Chief executive Andrew Olsen said their workload was more time intensive during the Covid-19 pandemic and asked for people's patience when dealing with travel agents.

"The hundreds of thousands of impacted bookings - and this would just be a notional guide, they're probably being handled four to five times as much as they normally would be under normal circumstances," he said.

"If you try to put that into a professional service kind of framework, that's a lot of handling."

Most funds were transferred to the airline, hotel, cruise or tour company, not the agent, he said.

That meant the suppliers determine if a credit or refund is issued and can cause delays.

Avatar filming to resume in NZ

The producer of the Avatar sci-fi movie sequels, Jon Landau, said he has no qualms coming back to New Zealand during the Covid-19 recovery phase.

Director James Cameron is currently working on a number of sequels to the original film, the first of which is currently expected to arrive in December 2021.

While VFX teams from Weta Digital and Lightstorm were able to work from home as much as possible, live-action filming came to a halt in March because of the pandemic.

But producer Jon Landau is due back in Wellington next week and has praised the way the New Zealand handled the crisis.

"We feel very comfortable because of the actions of your government and also the responsibility the people took to really curb the virus there."

A small crew will return to the country with Landau and they will go into quarantine for two weeks.

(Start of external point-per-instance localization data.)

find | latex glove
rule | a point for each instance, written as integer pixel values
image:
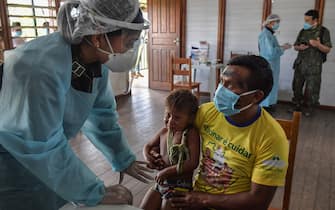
(161, 176)
(302, 47)
(117, 194)
(187, 200)
(287, 46)
(139, 171)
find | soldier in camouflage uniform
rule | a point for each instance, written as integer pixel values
(312, 44)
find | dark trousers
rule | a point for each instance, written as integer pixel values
(312, 83)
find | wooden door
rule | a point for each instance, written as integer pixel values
(164, 40)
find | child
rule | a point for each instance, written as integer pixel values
(174, 151)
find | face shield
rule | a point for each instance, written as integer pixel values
(121, 18)
(79, 18)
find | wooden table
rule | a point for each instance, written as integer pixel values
(100, 207)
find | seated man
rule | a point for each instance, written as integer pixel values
(244, 150)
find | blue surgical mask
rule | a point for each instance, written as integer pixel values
(18, 33)
(307, 26)
(225, 100)
(275, 27)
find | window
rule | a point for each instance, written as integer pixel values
(26, 20)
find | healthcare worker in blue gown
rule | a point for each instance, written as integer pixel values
(270, 49)
(55, 86)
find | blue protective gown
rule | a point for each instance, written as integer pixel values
(270, 50)
(40, 112)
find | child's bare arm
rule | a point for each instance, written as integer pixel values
(193, 144)
(151, 149)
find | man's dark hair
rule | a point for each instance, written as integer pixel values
(312, 13)
(183, 100)
(260, 77)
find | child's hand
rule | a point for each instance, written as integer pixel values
(155, 160)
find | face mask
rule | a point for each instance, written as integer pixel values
(225, 101)
(119, 62)
(17, 33)
(275, 27)
(307, 26)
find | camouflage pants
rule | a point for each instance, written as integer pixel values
(312, 83)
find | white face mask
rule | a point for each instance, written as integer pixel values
(120, 62)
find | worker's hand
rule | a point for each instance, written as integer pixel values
(187, 200)
(287, 46)
(139, 171)
(302, 47)
(315, 43)
(161, 176)
(117, 194)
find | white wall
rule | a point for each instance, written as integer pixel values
(292, 14)
(202, 24)
(327, 95)
(119, 82)
(243, 25)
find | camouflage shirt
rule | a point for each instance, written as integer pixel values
(312, 55)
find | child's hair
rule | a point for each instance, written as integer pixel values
(183, 100)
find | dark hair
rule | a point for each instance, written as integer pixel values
(138, 19)
(183, 100)
(260, 77)
(313, 13)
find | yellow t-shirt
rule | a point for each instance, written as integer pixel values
(255, 152)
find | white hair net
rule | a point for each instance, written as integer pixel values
(78, 18)
(270, 18)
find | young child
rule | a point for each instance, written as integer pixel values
(174, 151)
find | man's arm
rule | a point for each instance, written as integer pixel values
(258, 198)
(317, 44)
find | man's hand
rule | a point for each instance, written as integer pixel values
(315, 43)
(117, 194)
(221, 181)
(139, 171)
(189, 200)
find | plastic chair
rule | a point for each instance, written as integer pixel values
(183, 67)
(291, 128)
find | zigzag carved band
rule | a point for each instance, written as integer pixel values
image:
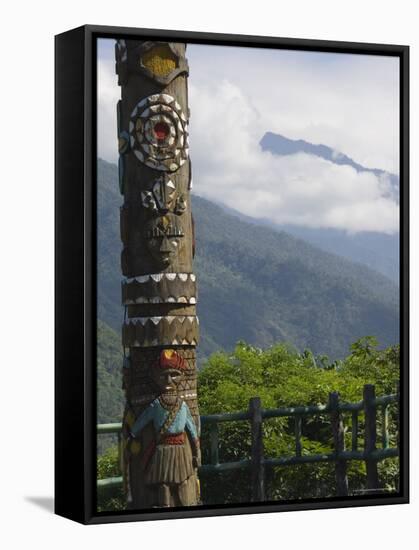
(160, 288)
(161, 331)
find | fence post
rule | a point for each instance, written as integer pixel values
(338, 432)
(258, 467)
(370, 436)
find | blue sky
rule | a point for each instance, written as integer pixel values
(348, 102)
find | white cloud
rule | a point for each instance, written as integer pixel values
(108, 93)
(335, 103)
(299, 189)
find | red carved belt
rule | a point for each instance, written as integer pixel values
(172, 439)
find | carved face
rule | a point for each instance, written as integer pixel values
(159, 133)
(163, 237)
(166, 379)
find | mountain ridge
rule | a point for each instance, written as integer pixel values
(257, 284)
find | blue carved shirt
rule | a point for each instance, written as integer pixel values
(157, 414)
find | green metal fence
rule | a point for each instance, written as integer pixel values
(375, 448)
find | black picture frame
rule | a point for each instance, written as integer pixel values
(75, 265)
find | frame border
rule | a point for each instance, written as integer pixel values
(75, 272)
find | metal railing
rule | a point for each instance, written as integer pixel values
(372, 453)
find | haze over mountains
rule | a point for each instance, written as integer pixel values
(259, 284)
(379, 251)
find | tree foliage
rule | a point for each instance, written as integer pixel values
(282, 377)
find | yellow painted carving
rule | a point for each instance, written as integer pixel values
(160, 60)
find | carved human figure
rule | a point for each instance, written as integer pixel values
(164, 237)
(172, 455)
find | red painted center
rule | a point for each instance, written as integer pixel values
(161, 130)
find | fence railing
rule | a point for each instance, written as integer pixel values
(372, 453)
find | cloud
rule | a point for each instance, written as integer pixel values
(108, 93)
(236, 96)
(348, 102)
(300, 189)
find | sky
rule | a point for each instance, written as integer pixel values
(347, 102)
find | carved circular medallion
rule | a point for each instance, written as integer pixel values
(159, 133)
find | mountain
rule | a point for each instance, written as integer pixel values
(258, 284)
(376, 250)
(110, 396)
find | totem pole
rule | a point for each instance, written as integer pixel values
(160, 331)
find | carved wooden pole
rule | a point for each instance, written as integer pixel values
(160, 330)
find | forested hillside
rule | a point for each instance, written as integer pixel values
(259, 285)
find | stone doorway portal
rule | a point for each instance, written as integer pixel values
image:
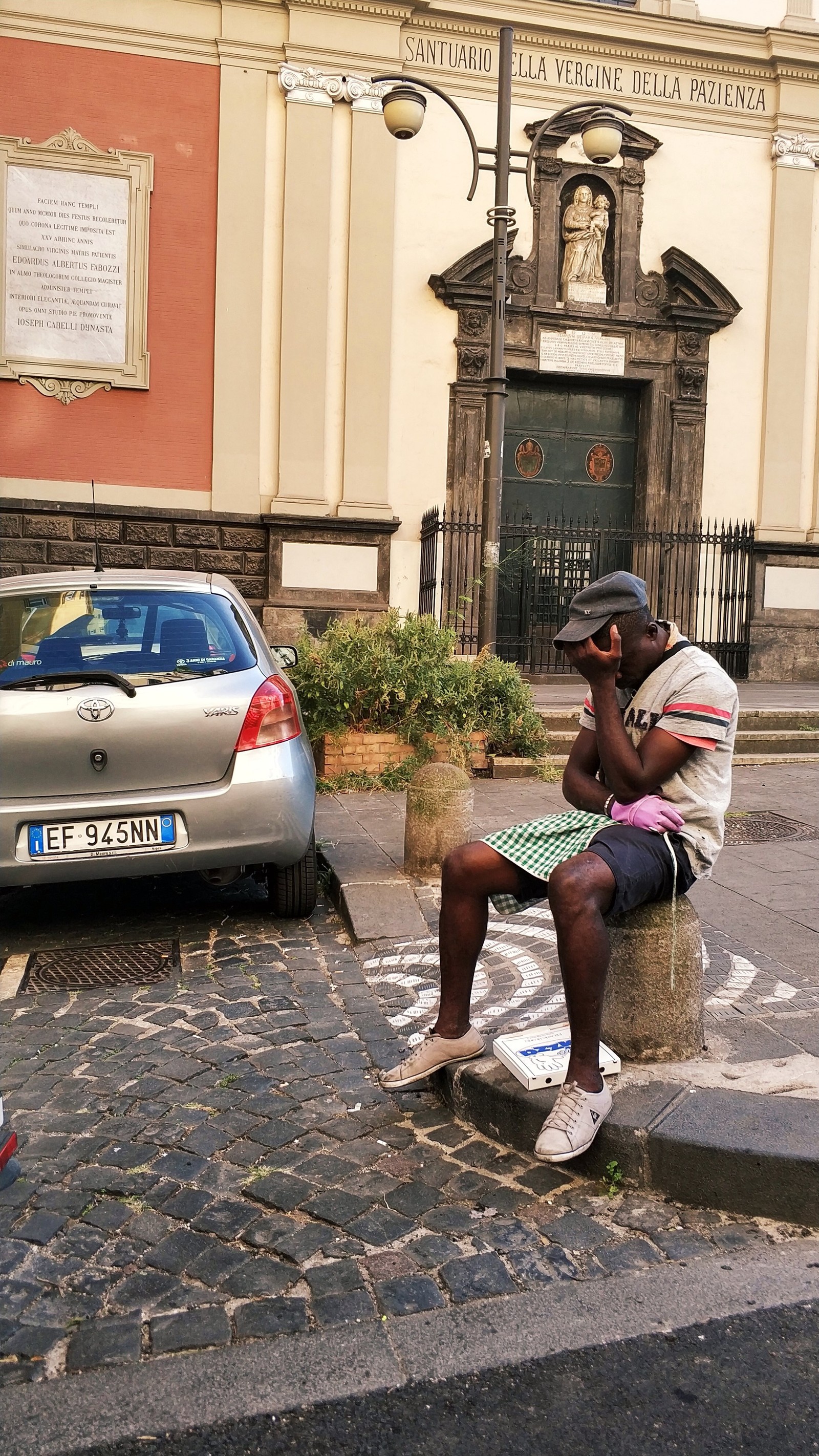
(569, 452)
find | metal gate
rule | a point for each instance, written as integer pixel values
(697, 575)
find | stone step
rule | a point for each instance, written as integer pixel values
(768, 733)
(790, 740)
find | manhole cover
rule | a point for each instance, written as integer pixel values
(139, 965)
(764, 827)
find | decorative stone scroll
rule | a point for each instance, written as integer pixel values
(364, 95)
(75, 244)
(795, 152)
(312, 87)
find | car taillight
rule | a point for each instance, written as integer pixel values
(8, 1148)
(272, 717)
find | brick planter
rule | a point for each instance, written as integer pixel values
(374, 752)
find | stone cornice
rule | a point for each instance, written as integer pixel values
(703, 44)
(578, 30)
(66, 31)
(374, 8)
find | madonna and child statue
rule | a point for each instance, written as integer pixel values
(585, 229)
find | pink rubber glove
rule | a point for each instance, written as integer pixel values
(648, 813)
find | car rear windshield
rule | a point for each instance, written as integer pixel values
(142, 634)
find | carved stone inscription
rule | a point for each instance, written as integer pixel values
(66, 266)
(578, 351)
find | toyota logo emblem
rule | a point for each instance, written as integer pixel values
(95, 710)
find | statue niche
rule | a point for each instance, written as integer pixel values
(587, 216)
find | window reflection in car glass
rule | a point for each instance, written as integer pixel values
(144, 635)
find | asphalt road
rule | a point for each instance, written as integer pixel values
(742, 1385)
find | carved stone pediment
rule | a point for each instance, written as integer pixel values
(693, 294)
(662, 324)
(636, 143)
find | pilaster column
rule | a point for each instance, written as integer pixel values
(238, 342)
(306, 268)
(799, 16)
(787, 342)
(369, 305)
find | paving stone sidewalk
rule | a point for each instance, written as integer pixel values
(211, 1160)
(760, 924)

Avatar Year : 2009 USADirector : James CameronSam Worthington, Zoe SaldanaMovie poster (Fr)

Photo: Archives du 7e Art/DR

Business NZ says more jobs at risk

The Business NZ network says more jobs are at risk unless the government comes up with conditions under which businesses can move to alert level one.

Business NZ chief executive Kirk Hope said low levels of demand and customer activity under the current restrictions were increasing the risk of job losses.

"Now businesses are open it's ensuring they have sufficient demand to continue to employ people," he said.

The network is calling for an urgent timeline and clarity over what the conditions will be at alert level one so businesses know what will be expected of them.